Jess and Nicole

The Roommate From ‘Closer’ Makes A Phone Call To Her Best Friend, or: The Continuing Adventures Of Jess And Nicole

Nicole, 26, is walking through Prospect Park in Brooklyn, NY, holding the leashes of four separate dogs, when her phone begins to ring. Upon hearing the ringtone (“Ignition [Remix]” by R. Kelly), she knows exactly who is calling, so she answers.

NICOLE: Hey, bitch.

JESS: Nicole? It’s Jess.

NICOLE: Uh, yeah, I know it’s you. That’s why I said, “hey, bitch.” Do you think I just answer the phone like that all the time?

JESS: What? No, I don’t think that. Listen–

NICOLE: Just so you know, I’ve got a bunch of dogs with me right now, so if I lose you, it’s… well, I guess it won’t be a reception thing, but if one of the dogs tries to run away, or something, I might have to hang up.

JESS: I get it. I just–

NICOLE: This whole thing is such bullshit. I thought when I signed up for this stupid dog-walking app I’d get paid to hang out with a bunch of cute dogs, but all I get are these huge, slobbering idiots who want to fight every other dog they see. Yeah, that’s right, Brutus, I’m talking about you. What? You got a problem with that?

JESS: That sucks. So–

NICOLE: Wait, why are you calling me right now? I didn’t miss our weekly Skype call, did I?

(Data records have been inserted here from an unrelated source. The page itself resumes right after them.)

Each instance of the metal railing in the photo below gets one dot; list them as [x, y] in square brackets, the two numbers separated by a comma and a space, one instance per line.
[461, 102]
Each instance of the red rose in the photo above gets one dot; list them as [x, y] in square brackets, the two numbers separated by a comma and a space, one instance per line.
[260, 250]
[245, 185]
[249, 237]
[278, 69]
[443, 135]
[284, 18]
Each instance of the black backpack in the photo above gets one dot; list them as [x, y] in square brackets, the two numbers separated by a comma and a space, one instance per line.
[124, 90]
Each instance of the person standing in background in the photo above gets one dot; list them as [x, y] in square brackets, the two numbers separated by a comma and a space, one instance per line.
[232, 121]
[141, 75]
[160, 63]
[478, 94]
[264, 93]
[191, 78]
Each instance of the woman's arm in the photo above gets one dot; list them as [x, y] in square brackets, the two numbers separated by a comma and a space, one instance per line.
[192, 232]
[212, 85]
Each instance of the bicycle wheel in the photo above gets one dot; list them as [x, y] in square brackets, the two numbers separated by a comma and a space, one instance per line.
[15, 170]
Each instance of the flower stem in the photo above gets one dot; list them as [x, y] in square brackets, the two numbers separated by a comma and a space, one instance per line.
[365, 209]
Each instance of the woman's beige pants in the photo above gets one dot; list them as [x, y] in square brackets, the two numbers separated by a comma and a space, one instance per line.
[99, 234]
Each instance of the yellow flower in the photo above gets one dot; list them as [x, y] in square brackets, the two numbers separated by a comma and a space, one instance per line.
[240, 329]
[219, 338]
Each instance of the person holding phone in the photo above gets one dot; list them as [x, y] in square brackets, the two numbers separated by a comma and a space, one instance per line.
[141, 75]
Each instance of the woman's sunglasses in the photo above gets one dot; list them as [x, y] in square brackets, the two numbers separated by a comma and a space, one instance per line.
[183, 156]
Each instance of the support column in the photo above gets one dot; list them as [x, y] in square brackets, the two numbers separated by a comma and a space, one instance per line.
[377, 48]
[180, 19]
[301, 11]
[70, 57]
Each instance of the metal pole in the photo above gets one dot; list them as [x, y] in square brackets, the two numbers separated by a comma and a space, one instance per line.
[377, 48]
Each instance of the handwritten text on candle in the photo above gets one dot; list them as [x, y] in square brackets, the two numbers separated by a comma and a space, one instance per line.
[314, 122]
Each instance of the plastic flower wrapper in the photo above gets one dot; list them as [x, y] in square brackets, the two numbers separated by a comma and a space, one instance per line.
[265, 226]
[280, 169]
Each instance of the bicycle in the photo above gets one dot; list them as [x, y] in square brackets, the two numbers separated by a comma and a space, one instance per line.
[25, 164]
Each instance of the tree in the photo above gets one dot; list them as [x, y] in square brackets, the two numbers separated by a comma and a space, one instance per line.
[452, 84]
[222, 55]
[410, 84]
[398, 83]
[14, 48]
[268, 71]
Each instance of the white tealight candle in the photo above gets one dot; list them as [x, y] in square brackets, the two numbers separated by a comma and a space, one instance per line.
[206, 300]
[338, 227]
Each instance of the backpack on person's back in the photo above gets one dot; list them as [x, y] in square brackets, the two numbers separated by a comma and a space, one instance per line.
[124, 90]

JESS: No, that’s on Saturday.

NICOLE: Oh, hey, do you think we could change it to Sunday this week? I’ve got a callback for an audition on Saturday.

JESS: Oh, really? Congrats.

NICOLE: Thanks! It’s for Midsummer Night’s Dream, again. Which, like, ugh. And it’s in Jersey, so that’s a shitty fucking commute, if I get it. But I had an audition last week that I’m still waiting to hear back from, it sounds like it’s gonna be really cool. It’s an all-female production of Zoo Story and–

JESS: Nicole!

NICOLE: What?

JESS: Can you shut up for, like, one second, so I can tell you why I’m calling?

NICOLE: Wow, spicy.

JESS: Sorry. It’s been a shitty two days.

NICOLE: Aw, Jess. Go on, tell me what happened.

JESS: It’s Becca.

NICOLE: Becca C?

JESS: Yeah, Becca C. Who else would it be?

NICOLE: Well, it could have been Becca K.

JESS: I don’t live with Becca K, though. I live with Becca C. Or, I used to.

NICOLE: Wait, used to?

JESS: So. Two days ago, I spent the night at Terry’s place.

NICOLE: Oh, how’s that going, by the way?

JESS: Ehh. I’ll tell you on Sunday.

NICOLE: Oh, can we do Sunday morning, though? I have a shift at the restaurant in the afternoon.

JESS: Nicole. Focus.

NICOLE: Right! Sorry.

JESS: I wake up Thursday morning and I head back over to our place, and it’s still early — like, eight A.M. And I pull into the apartment complex, and I see right away that Becca’s car isn’t there. And, like, that’s weird, right? Because Becca doesn’t ever get up before ten. Eleven, if she’s been out drinking. Which… she usually is.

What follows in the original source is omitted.